Schiff, a member of the House committee investigating the Jan. 6 attack on the capital, was also promoting “Midnight in Washington,” his non-fiction account of the insurrection. He said the rioters were not only motivated by Trump and his “enablers” in Congress, calling it “a white nationalist and neo-Nazi insurrection.’
He called fellow California House member Kevin McCarthy, the Republican leader, a liar, and said Trump would not face criminal prosecution.
‘We can’t expect anyone to rescue us,’ he said.
A good portion of the crowd were 20- and 30-something members of the Democratic group’s Next Generation Leadership Council. Halie Soifer, the head of the broader group, said what unites young and old are Republican efforts to control voting; 83% of Jews said in a July poll that they are concerned about such laws.
Schiff said the best way forward is to work for voting rights and elect good leaders to Congress.

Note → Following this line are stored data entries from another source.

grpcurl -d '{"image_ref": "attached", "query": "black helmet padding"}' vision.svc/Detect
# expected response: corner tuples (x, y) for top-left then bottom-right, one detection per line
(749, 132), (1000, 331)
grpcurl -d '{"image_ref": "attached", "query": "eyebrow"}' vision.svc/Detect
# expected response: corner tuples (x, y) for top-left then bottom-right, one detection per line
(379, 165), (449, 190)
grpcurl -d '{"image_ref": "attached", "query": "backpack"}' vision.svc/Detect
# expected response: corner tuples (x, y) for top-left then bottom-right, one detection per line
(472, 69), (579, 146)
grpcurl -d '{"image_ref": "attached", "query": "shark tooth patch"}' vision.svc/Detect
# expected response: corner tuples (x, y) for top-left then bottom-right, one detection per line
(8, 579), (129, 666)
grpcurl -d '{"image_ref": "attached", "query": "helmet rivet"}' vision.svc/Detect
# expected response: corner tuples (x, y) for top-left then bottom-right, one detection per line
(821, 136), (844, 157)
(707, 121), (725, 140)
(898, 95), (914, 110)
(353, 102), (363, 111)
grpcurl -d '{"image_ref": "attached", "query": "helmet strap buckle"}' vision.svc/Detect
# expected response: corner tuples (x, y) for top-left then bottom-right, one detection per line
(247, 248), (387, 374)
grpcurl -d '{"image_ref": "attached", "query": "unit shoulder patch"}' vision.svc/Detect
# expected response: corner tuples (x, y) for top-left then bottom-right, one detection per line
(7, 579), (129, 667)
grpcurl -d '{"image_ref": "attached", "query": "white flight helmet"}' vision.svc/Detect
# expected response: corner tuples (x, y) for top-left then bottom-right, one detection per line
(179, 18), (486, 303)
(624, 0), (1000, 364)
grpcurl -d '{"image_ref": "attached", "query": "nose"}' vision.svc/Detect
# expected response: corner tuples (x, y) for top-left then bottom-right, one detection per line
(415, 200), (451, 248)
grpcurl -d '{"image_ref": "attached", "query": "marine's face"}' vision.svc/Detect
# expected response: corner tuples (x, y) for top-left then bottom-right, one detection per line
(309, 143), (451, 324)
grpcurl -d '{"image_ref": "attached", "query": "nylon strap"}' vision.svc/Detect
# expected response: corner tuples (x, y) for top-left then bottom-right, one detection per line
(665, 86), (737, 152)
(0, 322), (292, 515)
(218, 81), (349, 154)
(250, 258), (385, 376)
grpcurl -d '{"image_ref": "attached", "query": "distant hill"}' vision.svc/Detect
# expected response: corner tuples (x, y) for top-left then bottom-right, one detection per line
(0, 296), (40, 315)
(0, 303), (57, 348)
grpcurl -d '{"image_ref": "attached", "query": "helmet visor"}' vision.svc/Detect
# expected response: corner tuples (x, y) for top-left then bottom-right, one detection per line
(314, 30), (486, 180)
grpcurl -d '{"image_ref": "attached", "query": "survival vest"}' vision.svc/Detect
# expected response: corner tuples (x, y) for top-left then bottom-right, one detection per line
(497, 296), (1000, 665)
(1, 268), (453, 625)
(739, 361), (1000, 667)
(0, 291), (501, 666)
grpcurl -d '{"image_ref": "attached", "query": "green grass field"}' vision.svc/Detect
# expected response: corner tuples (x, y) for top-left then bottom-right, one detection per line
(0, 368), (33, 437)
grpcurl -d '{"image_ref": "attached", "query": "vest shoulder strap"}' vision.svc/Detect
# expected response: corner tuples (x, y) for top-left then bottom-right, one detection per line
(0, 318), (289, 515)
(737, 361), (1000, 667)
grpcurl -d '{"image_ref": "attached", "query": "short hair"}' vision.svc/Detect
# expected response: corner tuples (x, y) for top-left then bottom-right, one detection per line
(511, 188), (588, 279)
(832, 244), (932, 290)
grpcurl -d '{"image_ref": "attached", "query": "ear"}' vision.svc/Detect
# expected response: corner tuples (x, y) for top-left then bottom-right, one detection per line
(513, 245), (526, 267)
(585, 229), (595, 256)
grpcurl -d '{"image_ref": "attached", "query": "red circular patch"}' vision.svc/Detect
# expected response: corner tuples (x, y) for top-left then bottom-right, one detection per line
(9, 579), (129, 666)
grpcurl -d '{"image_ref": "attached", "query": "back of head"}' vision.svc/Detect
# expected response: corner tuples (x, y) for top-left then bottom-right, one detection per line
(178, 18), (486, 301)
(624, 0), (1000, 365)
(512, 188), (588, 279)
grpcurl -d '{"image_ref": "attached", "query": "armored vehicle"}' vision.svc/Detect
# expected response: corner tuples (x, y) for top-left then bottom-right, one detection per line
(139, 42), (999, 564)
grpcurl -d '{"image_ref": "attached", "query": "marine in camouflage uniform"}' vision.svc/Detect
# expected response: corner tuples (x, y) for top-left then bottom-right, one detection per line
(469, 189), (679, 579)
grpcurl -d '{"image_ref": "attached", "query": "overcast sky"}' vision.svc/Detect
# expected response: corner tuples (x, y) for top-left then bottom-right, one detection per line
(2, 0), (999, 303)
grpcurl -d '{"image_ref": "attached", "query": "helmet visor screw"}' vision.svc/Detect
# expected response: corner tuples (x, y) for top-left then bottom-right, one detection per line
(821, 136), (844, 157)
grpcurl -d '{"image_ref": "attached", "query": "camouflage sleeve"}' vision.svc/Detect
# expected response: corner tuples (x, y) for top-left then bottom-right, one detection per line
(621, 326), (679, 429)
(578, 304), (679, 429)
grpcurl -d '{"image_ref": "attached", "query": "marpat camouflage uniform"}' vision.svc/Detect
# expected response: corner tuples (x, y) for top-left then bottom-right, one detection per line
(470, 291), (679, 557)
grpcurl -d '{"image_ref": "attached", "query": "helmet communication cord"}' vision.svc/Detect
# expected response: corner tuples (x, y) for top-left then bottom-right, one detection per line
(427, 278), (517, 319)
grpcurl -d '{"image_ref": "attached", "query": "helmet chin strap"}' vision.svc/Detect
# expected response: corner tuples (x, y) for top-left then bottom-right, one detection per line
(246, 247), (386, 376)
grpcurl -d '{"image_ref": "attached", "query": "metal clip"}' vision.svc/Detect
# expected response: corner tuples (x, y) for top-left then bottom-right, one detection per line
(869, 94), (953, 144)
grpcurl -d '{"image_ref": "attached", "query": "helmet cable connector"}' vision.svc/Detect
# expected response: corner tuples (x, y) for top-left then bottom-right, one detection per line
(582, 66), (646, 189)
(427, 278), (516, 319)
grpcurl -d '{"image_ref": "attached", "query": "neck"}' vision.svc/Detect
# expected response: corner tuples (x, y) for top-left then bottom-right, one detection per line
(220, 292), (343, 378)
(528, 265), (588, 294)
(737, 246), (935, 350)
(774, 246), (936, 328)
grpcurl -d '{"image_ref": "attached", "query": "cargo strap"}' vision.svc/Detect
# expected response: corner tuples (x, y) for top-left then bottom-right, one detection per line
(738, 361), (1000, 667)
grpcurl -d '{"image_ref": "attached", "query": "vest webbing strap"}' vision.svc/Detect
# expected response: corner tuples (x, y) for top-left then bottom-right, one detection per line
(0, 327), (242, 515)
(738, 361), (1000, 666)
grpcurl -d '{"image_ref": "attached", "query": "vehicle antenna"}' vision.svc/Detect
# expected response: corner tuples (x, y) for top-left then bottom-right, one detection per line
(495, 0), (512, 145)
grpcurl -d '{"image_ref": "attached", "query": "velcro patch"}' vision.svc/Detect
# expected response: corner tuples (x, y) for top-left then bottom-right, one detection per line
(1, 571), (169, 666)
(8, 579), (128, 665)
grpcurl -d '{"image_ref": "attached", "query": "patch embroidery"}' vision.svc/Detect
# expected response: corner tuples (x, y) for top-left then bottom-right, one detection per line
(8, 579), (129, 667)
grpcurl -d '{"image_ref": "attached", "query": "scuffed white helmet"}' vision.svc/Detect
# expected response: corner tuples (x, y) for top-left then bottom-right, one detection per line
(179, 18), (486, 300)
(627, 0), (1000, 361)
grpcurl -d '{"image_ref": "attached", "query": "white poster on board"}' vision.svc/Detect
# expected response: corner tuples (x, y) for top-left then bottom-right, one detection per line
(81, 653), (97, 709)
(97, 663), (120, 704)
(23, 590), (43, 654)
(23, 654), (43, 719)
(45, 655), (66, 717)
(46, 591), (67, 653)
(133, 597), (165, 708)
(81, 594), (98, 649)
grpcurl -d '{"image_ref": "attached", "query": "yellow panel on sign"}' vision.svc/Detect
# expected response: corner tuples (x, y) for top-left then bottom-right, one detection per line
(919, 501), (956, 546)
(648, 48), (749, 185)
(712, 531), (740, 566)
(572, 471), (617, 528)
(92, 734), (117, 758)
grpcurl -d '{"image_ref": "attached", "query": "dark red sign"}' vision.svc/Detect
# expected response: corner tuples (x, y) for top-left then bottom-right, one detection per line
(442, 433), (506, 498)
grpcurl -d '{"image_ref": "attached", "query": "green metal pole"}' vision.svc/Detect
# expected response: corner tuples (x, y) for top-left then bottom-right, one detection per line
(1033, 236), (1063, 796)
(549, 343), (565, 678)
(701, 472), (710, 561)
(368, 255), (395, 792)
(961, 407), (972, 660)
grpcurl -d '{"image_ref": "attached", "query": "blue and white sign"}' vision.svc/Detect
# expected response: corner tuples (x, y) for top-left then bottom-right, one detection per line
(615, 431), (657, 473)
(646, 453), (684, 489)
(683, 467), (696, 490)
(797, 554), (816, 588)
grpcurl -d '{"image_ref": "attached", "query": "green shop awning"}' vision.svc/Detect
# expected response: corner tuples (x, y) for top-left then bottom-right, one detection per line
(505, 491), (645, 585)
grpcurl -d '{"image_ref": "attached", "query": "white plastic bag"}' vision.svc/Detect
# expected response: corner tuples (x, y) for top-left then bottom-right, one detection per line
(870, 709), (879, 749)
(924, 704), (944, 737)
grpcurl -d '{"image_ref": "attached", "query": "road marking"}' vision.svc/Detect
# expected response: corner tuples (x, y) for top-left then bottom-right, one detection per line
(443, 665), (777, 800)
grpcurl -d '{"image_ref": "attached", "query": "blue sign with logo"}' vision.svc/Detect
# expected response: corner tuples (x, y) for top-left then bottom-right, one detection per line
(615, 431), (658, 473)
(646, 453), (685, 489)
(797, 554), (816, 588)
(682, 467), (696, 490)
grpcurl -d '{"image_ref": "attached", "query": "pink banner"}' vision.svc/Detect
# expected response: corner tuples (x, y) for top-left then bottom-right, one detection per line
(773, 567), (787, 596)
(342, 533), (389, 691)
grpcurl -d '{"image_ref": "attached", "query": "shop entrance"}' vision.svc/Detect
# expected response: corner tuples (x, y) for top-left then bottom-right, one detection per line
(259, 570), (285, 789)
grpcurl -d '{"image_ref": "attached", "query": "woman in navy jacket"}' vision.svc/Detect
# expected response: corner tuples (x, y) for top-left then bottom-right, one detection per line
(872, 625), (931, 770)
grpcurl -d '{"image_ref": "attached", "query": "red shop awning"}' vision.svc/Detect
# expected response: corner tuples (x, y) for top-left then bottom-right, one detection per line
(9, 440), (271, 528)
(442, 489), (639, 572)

While many analysts expect the Democrats to lose ground in the 2022 midterm elections, he expressed confidence that it would not be a blowout.
“I share his belief that we can save the House and expand the Senate,” said Joe Goldman, a member of the Next Generation group, “if we fight like we give a damn instead of succumbing to self-defeating pessimism.”
On the other end of the age – and confidence – spectrum was Herb Gelfand, the philanthropist who introduced Schiff. “I’m 90 years old, this is probably my last election,” he noted. “I fear that we will lose our democracy and lose our country.”
But Rachel Sumekh, who founded the campus hunger relief organization swipeouthunger,org, said the best way to retain hope was to combine grassroots work and as electoral politics.“We are pushing the outside game as much as we’re showing up to events like this,” she said, “and hoping for a better inside game.”